Labels Non-Human Primate Eyes with Fluorescent Proteins and/or Fluorescent Dyes, Creating Sortable Cell Populations, Allowing for Screening of Capsid and Promoter Libraries

This strategy uses both an AAV vector to drive fluorescent protein expression and an injectable fluorescent dye to label different retinal cell types in life, thus allowing for the selective recovery of these cells. When coupled with AAV capsid libraries or promoter libraries, the methodology provides a means of identifying those key vectors that will ultimately be of use in targeted therapies to treat eye diseases, such as age-related macular degeneration, retinitis pigmentosa, or Leber congenital amaurosis (LCA). In the United States, more than 10 million people suffer from these diseases, which have treatments that only slow the progression of the disease and no cure. University of Florida researchers have developed a strategy that can differentially label and sort retinal cell types in non-human primates. This can be used to identity novel gene therapy vectors from highly complex libraries as well as to evaluate the cell-type specificity and effectiveness of specific gene therapy vectors.

Application

Creates sortable retinal cell populations prior to capsid or promoter library injection, allowing for the optimal gene delivery vectors to be selected for specificity to different retinal cell types

Advantages

  • Creates sortable cell populations prior to capsid/promoter library injection, leading to improved specificity and potency of gene-based therapies for retinal diseases
  • Employs a clinically relevant species, increasing translatability of the results for treating human eye disorders

Technology

Labeling of different retinal cell types is achieved with either injection of an AAV vector containing a fluorescent reporter or injection with a fluorescent dye.
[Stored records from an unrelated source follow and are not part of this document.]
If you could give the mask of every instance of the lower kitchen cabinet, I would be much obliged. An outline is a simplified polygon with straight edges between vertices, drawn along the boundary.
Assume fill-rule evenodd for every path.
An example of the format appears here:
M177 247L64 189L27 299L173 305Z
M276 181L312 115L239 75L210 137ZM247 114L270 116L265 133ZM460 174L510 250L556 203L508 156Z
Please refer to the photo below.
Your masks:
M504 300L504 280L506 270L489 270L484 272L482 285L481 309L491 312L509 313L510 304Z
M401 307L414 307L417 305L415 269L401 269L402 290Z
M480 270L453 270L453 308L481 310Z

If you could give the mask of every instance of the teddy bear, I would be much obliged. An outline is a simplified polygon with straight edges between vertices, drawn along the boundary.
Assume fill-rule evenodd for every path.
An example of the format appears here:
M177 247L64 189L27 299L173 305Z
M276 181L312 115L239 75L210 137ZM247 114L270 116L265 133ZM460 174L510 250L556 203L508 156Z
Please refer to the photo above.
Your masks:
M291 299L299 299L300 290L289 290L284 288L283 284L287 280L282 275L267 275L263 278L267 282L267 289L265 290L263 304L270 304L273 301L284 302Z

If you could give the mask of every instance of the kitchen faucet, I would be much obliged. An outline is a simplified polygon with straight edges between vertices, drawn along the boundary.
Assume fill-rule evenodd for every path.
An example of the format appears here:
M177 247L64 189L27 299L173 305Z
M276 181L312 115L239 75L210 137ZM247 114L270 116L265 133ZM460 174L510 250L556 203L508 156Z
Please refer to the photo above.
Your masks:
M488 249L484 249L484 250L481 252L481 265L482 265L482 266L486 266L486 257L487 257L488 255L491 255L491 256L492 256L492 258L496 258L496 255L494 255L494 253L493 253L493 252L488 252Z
After these reagents are administered in vivo, researchers can then administer additional gene delivery vectors and reagents to the eye (i.e. capsid or promoter libraries). They can then sort the fluorescently labeled cells using fluorescence-activated cell sorting (FACS) and perform transcript analysis using polymerase chain reaction (PCR) to determine the most effective gene delivery vector for specific retinal cell types. Since the anatomy of the non-human primate eyes is most similar to man, vectors identified with this approach have potential for treating human eye disorders as well.